There is this playground that is just below my ah ma's house. This is the place where i played my first Catching,Ice & Water, AEIOU,Hide-and-Seek,Colours. It is where I had my first fight with my cousin, I remembered how I kicked and pinched her until she was weeping like mad,but luckily,she,yes,it is a SHE, was clever enough to run. I should say she was lucky, i mean it is pretty obvious that a meatball can never outrun anything. Yes, I was the meatball!
I can vividly remember how i hated to be the "Catcher" in the game of Catching
My friends took advantage of my size,alrite, in case you have not realised, i was horizontally challenged even till today,and always find all sort of ways to sabotage me,so that I will always end up being the "Catcher'. Let me tell you,it is not easy at all! I panted like a wild dog for every 1m that I ran,and at the end of the day, my friends refused to continue playing with me, because i will end up sitting on the floor and give them a " I give up because i'm tired" face.

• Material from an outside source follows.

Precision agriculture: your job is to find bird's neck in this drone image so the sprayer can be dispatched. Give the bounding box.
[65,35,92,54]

Talking about giving up,I used to enjoy playing "Animal Chess" with my uncles and brother. I was young then and still did not learn how to strategize to win the game, so i usually end up losing. and i HATE losing, so when they "check-mate" me, i will grin, and turn over the board and shout "Earthquake" heh! clever eh?

I had a happy childhood! seriously,but at the age of 12, I left my ah ma house, and shifted in with my parents.

All the memories never fails to flood my mind everytime i visit my ah ma. Unfortunately, the houses in that area will soon be demolished due to the efforts made my the HDB to up the living standards of these people. There goes my playground too =( What a pity!

Why do all good things need to come to an end?